Basic school infrastructure varies widely across regions and is far from universal
Access to basic school facilities is essential for safe and conducive learning environments, but one in four primary schools globally lacks basic services like electricity, water, sanitation and handwashing facilities. Access to computers, the Internet and disability-adapted facilities is even lower, with fewer than one in two primary schools having access, on average. Access is higher in lower and upper secondary schools. Regions with the lowest access to basic facilities include Central and Southern Asia, sub-Saharan Africa, and Latin America and the Caribbean. However, some progress has been made, with primary school electricity access increasing by over 10 percentage points since 2012. Access to computers and disability-adapted facilities, essential for marginalized students’ participation, has also improved by almost 5 percentage points.
Adequate infrastructure is also important for mitigating COVID-19 transmission and ensuring safe education. In early 2021, fewer than 10 per cent of low-income countries reported having sufficient soap, clean water, masks, and sanitation and hygiene facilities to assure the safety of all learners and staff, compared with 96 per cent in high-income countries. Investment and monitoring of infrastructure should be a policy priority to prevent the further entrenchment of inequalities.

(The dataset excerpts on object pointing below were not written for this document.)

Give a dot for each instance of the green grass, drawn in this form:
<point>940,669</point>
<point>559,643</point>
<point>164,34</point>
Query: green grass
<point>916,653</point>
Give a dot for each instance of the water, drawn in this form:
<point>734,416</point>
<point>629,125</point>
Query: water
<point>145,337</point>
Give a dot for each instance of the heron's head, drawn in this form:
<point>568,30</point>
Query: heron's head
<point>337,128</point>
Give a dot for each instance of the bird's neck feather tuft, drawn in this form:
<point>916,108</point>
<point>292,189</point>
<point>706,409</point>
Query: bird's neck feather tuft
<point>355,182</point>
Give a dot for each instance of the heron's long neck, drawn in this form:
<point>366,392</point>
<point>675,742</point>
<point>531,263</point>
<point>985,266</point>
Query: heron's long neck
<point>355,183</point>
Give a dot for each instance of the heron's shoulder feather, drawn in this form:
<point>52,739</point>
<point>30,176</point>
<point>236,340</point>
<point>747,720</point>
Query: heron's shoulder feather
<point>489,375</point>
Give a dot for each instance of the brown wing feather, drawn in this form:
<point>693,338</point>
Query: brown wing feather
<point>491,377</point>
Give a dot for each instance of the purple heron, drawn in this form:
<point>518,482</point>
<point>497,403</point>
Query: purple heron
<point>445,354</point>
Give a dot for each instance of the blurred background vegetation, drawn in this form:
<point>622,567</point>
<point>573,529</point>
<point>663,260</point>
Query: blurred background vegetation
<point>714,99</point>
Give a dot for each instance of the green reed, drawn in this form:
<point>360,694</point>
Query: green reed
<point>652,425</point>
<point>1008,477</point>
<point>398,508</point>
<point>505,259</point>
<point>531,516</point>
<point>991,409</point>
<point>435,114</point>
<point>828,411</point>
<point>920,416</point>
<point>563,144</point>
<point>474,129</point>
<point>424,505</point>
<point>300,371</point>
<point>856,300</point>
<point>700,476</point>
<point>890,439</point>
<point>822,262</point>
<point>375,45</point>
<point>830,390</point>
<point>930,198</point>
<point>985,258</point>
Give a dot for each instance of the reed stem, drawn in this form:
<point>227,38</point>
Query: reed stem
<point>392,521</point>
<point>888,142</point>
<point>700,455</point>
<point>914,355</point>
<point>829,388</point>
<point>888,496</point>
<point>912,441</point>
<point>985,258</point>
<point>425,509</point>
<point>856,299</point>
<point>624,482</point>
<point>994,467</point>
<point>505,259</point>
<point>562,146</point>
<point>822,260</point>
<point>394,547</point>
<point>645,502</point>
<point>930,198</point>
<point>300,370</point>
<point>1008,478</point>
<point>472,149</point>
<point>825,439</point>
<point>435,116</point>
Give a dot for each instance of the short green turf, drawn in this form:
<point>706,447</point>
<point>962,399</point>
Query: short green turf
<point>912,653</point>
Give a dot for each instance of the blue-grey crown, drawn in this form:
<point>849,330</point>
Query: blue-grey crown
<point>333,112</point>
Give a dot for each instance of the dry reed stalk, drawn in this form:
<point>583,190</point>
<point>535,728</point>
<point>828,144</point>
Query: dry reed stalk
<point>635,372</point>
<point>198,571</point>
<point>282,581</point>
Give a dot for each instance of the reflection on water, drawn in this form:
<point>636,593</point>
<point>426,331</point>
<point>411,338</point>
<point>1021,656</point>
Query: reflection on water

Many teachers still lack the required qualifications to teach
Ensuring that all teachers possess the minimum qualifications required for their profession is crucial for achieving quality education. However, in 2020, more than 14 per cent of teachers were still not qualified according to national norms, with considerable disparities between countries and across regions. Sub-Saharan Africa faces the biggest challenge, with the lowest percentages of trained teachers in pre-primary (60 per cent), primary (69 per cent) and secondary education (61 per cent) among all regions. The COVID-19 pandemic severely disrupted education, affecting the teaching workforce in most countries. To maintain access, teachers had to adapt to new pedagogical concepts and methods, for which many were unprepared.